Digital Wealth News also monitors venture capital activity in the sector, and has also noted that investment in the sector has held steady, another parallel indicator to the corresponding fintech industry job market.
Think logically why the above trends are occurring. With more people working remotely, shopping digitally, investing with apps and with wealth managers communicating more regularly with their clients through their tech portals, the need for staffing to support these digitally-based fintech and wealthtech firms would have to stay at pace in order to deliver the best user experiences for their customer bases. And they need capital and staffing to make that happen.
European-based consultancy Headcount recently released results of a survey that showed lack of sufficient talent pools for fintech firms as their user bases expanded.

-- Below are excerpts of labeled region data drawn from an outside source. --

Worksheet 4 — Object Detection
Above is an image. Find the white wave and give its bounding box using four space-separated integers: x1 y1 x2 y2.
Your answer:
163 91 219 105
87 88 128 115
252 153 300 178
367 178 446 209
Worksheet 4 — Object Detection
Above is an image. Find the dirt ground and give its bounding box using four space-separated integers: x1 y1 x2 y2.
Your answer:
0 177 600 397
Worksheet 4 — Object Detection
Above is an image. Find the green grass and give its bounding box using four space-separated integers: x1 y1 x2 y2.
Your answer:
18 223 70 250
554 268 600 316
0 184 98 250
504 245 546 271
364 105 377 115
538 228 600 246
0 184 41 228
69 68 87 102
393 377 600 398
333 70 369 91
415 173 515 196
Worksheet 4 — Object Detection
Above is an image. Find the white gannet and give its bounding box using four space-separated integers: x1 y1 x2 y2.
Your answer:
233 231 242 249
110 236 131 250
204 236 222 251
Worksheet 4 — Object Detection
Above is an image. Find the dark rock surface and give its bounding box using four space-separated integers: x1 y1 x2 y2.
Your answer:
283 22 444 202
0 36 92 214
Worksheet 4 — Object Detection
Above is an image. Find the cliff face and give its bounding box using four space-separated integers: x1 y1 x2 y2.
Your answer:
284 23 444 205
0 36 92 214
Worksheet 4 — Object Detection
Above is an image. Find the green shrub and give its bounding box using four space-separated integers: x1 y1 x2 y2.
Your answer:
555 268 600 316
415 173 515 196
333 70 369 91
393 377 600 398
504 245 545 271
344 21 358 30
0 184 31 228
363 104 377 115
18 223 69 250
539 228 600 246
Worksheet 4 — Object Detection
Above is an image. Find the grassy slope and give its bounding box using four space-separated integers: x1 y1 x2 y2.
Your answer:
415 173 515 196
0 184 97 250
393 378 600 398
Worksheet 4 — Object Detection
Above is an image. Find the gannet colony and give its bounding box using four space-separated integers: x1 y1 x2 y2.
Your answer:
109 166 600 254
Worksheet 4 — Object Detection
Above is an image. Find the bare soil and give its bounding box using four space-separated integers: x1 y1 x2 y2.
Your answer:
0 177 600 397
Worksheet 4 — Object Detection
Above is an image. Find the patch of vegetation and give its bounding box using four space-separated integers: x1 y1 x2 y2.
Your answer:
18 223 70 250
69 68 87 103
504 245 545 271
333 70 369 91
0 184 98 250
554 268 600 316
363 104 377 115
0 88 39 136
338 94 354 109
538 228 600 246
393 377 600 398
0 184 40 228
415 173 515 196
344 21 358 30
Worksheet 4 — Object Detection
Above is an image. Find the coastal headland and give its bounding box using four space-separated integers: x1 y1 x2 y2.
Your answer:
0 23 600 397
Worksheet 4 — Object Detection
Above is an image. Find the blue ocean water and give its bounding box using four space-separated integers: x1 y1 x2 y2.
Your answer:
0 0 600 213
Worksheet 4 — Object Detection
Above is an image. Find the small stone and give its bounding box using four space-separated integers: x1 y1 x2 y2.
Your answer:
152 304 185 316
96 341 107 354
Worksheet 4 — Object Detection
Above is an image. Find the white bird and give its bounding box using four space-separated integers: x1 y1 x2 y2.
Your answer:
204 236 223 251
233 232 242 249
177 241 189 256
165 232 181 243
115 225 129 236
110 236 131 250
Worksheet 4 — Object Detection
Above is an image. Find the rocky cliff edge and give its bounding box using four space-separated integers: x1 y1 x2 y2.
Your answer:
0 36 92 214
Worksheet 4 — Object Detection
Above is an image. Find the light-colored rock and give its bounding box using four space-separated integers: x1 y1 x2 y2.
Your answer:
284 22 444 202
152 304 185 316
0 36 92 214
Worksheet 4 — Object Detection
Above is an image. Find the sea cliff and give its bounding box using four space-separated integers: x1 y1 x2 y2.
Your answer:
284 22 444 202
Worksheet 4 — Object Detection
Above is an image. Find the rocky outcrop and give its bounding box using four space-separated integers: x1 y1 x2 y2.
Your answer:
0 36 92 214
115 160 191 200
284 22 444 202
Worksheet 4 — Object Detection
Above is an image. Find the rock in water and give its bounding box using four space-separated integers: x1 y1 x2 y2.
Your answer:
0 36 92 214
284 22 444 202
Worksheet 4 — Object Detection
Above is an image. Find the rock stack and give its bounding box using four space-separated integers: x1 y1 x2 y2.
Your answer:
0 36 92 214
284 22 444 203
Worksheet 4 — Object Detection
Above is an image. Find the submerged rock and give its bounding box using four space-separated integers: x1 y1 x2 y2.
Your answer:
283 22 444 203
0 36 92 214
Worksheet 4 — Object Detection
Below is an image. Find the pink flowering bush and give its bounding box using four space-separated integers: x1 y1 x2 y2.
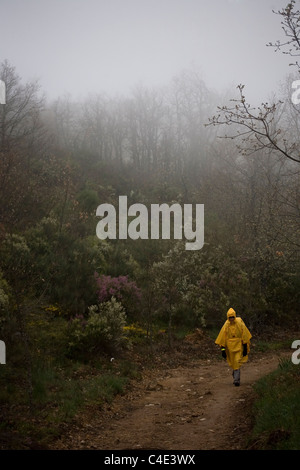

According to the report, the pandemic has created staffing issues at mid- and senior-level positions, and in some cases, made hiring for those positions more difficult. Per the published research, “COVID-19’s impact, which has increased unemployment rates worldwide, has certainly resulted in more CVs in employers’ inboxes, but it has barely changed the picture at mid and senior levels. Candidates have been understandably more risk-averse regarding career moves, and cross-border hiring has become substantially harder.”
While the report is European-centric, the trend is no doubt similar in the US, where there has been a huge uptick in fintech adoption within all related sectors. Retail investors are using more apps like Robinhood and Coinbase to invest and trade their portfolios. More digital shopping is resulting in more fintech payments activities and wealth managers are using far more wealthtech tools then ever before.
The pandemic has no doubt accelerated mainstream usage of fintech, and with that adoption, the job sector will continue to bode well for those within financial technology industries.